Hi,
I'm trying to use the Spark Sink with Flume but it seems I'm missing some
of the dependencies.
I'm running the following code:
./bin/spark-shell --master yarn --jars
/home/impact/flumeStreaming/spark-streaming-flume_2.10-1.6.1.jar,/home/impact/flumeStreaming/flume-ng-core-1.6.0.jar,/home/impact/flumeStreaming/flume-ng-sdk-1.6.0.jar
import org.apache.spark.streaming.flume._
import org.apache.spark.streaming._
val ssc = new StreamingContext(sc, Seconds(60))

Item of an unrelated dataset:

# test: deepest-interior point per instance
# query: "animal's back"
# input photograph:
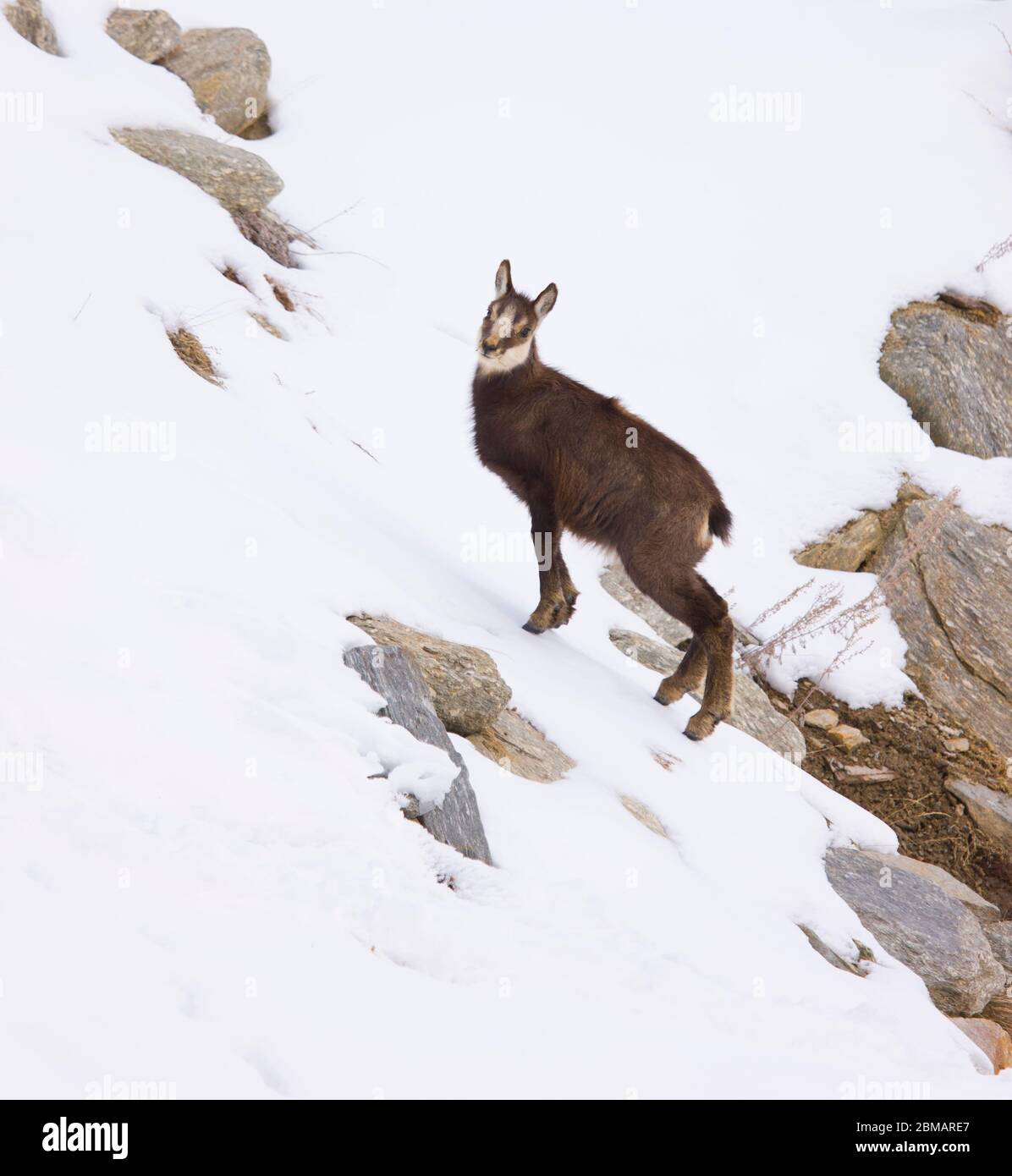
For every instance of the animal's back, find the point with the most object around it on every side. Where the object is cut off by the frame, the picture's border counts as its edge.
(608, 470)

val flumeStream = FlumeUtils.createPollingStream(ssc, "impact1", 9999)
flumeStream.print
ssc.start
And getting this execption.
16/03/20 18:17:17 INFO scheduler.ReceiverTracker: Registered receiver for
stream 0 from impact3.indigo.co.il:51581
16/03/20 18:17:17 WARN scheduler.TaskSetManager: Lost task 0.0 in stage 4.0
(TID 76, impact3.indigo.co.il): java.lang.NoClassDefFoundError:
org/apache/spark/streaming/flume/sink/SparkFlumeProtocol$Callback
at
org.apache.spark.streaming.flume.FlumePollingReceiver$$anonfun$onStart$1.apply(FlumePollingInputDStream.scala:84)
What deps am I missing ?
Thank you.
Daniel